Elisabeta Strul (Nicopoi)
In the evening of June 28, Romanian and German soldiers and police, as well as masses of local residents participated in an assault on the Jews of Iasi. Thousands were murdered in their homes and in the streets, in the courtyard of the police headquarters, and 4,330 of the survivors, as well as Jews from other parts of the city, were placed in closed train cars; 2650 of them suffocated or died of thirst.
Elisabeta Nicopoi lived in Iaşi, where many of the people who worked with her at a textile plant, as well as quite a few of her neighbors, were Jews.

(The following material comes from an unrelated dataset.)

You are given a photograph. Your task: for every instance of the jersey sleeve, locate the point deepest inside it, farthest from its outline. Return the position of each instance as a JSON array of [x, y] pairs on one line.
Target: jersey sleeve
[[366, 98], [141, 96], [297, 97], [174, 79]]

On June 29, 1941, when the 21-year-old Nicopoi learned from her Christian neighbors about the intention to harm the Jews, she hurried to the home of her co-worker Marcus Strul, in the Podul Roşu quarter, to warn his family of the approaching danger and to offer them shelter. Thanks to Nicopoi, Strul’s family, including his father, mother and siblings, were saved when Romanian gendarmes, troops and German army units stationed in the area carried out a pogrom in Iaşi in which many thousands of Jews were murdered. She also had enough time to warn many other Jews, who lived on two streets near the Strul family.
Nicopoi hid about 20 people, including the Strul family, in a storeroom for two weeks and provided them with food. After some of the men she had sheltered in the storeroom were taken to forced-labor battalions, Nicopoi traveled to the place where they were working to bring them clothing and food. On one such occasion, she was arrested by the gendarmerie, beaten and detained by them for several days.
Nicopoi married Strul in 1949, and in 1963, they immigrated to Israel. Her family remained in Romania, and she would visit them from time to time. She died in Haifa on 6 November 2013.
On March 19, 1987, Yad Vashem recognized Elisabeta Strul as Righteous Among the Nations.